A few minutes after parting with the black signs, we’ll come out onto the vast Hala Krupowa, from where we can once again enjoy the vast panorama with the Tatras in the distance. From here on, the descent begins to be quite steep at times. At some point, Babia Góra will briefly emerge on our right from behind a nearby ridge. In many places, one has to watch out for loose stones, often hidden under a layer of leaves, which ‘like’ to remove themselves from under the feet at the least expected moment, causing the hiker to lose their balance.
When we get over the next steep section and emerge into a small clearing where the trail enters a level forest road turning right, it’ll be a sign that we still have about 500 metres to go. The surface is conducive to relaxing the muscles and doesn’t require you to focus on taking each step. Just before the car park, we’ll pass a small chapel where field Masses are held.

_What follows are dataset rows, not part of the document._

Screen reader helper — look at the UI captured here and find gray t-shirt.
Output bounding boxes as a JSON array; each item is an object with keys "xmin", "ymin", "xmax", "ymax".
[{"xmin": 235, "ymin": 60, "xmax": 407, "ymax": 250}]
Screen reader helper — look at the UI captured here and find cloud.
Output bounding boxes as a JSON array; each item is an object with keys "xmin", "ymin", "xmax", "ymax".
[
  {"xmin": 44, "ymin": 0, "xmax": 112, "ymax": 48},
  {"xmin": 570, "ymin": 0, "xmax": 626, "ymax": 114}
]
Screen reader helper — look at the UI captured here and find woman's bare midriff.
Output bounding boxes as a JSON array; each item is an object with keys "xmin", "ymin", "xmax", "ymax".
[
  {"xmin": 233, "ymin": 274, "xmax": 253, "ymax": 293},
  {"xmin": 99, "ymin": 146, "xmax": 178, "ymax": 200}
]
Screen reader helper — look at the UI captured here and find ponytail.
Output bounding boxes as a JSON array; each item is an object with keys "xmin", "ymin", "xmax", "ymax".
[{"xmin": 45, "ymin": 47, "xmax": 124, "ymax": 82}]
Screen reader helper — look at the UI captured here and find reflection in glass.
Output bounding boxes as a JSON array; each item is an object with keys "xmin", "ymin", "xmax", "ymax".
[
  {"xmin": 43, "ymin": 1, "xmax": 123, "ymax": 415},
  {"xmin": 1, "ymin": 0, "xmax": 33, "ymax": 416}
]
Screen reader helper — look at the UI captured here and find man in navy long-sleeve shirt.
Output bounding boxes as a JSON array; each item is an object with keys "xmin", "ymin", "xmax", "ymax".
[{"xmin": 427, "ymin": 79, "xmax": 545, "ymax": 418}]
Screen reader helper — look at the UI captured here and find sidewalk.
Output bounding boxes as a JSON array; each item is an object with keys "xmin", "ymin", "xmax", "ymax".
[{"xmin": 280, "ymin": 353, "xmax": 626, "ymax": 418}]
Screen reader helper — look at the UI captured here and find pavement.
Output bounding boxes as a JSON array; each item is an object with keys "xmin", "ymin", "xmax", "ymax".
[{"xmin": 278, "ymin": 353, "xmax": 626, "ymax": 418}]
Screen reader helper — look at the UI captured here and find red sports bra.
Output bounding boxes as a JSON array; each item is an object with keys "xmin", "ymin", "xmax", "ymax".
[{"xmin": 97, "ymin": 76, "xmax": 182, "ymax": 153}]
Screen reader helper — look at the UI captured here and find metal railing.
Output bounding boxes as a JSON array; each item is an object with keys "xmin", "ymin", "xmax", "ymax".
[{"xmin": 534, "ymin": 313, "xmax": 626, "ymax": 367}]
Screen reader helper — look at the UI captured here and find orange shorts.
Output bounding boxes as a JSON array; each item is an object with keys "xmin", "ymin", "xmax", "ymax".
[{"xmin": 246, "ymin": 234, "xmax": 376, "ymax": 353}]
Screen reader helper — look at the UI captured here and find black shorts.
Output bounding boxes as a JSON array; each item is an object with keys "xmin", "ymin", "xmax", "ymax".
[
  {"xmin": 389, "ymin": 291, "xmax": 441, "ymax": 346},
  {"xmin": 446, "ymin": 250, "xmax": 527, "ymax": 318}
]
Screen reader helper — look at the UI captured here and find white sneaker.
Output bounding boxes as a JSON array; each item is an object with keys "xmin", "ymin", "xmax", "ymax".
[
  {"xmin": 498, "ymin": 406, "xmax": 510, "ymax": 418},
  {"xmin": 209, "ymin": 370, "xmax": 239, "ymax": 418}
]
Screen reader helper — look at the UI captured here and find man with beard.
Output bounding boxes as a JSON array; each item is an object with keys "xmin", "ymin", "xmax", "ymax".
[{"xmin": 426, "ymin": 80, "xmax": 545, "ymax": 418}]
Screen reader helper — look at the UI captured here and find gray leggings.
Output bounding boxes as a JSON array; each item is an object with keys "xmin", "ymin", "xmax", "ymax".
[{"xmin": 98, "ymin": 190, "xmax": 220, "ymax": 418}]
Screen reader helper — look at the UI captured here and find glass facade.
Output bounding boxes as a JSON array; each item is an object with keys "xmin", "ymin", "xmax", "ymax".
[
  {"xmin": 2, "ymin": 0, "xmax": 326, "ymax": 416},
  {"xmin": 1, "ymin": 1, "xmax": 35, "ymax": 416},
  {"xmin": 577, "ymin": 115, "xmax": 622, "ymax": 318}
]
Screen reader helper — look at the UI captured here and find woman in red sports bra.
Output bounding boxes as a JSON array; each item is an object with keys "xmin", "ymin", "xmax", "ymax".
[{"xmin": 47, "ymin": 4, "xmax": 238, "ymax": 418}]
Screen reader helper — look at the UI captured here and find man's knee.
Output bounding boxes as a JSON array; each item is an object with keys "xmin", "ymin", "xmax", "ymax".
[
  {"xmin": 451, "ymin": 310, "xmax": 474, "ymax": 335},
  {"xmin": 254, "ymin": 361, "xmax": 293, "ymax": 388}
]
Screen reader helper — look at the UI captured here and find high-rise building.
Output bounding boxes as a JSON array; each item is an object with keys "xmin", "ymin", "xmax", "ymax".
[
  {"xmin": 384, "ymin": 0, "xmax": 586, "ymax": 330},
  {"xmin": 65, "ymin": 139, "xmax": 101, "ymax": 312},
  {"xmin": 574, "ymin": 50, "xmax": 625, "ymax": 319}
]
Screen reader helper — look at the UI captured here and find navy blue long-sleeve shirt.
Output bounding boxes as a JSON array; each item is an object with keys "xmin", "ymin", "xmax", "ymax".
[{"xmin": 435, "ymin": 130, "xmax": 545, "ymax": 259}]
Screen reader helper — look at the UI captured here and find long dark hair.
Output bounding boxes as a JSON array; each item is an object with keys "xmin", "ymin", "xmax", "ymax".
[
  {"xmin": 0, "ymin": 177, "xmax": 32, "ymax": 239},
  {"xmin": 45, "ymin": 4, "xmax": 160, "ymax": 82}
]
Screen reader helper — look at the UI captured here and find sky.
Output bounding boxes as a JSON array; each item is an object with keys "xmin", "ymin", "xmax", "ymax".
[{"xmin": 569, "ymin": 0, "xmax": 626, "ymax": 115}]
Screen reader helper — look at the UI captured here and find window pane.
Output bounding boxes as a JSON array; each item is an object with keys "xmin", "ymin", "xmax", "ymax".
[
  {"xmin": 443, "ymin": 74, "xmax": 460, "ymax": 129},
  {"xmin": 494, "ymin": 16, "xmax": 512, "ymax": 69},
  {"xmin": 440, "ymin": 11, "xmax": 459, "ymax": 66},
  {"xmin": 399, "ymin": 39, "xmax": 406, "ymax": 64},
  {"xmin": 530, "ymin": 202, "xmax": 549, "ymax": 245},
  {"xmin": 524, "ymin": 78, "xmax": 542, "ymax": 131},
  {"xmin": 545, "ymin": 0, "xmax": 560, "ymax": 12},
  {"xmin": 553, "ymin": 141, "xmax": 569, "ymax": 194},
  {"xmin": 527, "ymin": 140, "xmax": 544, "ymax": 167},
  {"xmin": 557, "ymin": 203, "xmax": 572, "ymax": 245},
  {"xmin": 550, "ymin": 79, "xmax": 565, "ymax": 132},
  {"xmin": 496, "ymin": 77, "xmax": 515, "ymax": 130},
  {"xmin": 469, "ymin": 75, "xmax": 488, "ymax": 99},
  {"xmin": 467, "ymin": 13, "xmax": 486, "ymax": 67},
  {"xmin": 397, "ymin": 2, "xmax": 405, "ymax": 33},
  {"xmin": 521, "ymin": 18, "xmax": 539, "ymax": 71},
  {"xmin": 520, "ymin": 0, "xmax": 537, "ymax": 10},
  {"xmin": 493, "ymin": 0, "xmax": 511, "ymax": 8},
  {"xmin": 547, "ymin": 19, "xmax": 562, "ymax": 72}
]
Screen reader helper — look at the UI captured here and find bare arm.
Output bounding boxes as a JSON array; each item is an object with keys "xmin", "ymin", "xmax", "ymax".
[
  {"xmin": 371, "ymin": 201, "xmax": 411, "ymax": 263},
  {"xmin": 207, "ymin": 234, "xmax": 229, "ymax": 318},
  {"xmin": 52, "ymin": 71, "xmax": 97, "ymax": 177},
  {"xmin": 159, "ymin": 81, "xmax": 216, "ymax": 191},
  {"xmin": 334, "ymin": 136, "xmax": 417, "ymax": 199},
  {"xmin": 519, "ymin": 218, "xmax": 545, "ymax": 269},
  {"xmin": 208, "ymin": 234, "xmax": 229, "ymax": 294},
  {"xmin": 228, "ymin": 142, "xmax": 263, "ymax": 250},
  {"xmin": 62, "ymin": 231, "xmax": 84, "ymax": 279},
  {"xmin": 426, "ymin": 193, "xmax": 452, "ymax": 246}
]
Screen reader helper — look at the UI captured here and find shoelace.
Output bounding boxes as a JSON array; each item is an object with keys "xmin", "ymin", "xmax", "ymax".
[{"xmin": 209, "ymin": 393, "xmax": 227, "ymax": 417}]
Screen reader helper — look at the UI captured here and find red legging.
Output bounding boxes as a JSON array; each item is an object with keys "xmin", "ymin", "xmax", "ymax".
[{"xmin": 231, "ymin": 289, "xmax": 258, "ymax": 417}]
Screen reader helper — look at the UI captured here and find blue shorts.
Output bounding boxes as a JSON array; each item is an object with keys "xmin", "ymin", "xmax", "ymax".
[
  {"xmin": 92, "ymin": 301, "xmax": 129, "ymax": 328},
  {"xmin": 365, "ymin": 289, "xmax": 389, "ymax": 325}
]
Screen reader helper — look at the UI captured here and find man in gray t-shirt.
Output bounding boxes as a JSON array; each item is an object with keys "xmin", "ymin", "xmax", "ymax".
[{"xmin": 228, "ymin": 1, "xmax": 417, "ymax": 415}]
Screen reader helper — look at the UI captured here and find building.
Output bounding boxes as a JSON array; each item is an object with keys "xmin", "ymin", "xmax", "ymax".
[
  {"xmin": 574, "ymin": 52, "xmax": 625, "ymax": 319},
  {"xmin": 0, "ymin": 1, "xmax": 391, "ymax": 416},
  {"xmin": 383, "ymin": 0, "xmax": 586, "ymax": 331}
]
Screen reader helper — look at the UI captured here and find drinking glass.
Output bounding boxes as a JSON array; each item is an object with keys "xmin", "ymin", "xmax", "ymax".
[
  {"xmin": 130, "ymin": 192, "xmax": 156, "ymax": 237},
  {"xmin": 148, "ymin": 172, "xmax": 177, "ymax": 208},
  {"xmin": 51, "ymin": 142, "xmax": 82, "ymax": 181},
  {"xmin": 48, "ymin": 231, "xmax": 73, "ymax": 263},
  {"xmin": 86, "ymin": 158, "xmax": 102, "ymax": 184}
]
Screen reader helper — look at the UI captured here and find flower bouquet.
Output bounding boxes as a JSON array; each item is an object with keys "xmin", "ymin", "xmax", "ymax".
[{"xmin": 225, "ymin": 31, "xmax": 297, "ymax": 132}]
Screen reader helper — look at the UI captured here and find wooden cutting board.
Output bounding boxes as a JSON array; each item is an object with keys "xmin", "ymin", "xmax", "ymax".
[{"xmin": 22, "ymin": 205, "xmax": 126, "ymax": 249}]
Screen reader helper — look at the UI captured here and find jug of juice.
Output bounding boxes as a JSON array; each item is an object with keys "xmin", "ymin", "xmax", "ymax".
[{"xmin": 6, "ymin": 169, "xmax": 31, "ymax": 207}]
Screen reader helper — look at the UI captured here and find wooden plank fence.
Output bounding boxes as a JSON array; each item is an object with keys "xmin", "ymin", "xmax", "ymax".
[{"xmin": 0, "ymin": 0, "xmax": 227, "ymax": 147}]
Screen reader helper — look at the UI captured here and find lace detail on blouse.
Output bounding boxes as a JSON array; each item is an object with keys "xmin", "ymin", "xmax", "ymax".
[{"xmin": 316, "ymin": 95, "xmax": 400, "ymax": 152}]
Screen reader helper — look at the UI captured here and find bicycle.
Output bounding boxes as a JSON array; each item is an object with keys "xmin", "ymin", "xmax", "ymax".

After the hike, on the way back, you can visit the Sanctuary of Our Lady of Sidzina, where an image of Mary painted in Dubrovnik at the turn of the 14th and 15th centuries is venerated. According to legend, the painting was created by an unknown Greek painter in the 17th century and is thought to have come to Poland through Dąbrówka, wife of Mieszko I.
If you want to enter the sanctuary, you have to turn right when you reach a T-shaped junction after a long straight stretch of the road.
Parking is located right next to the church.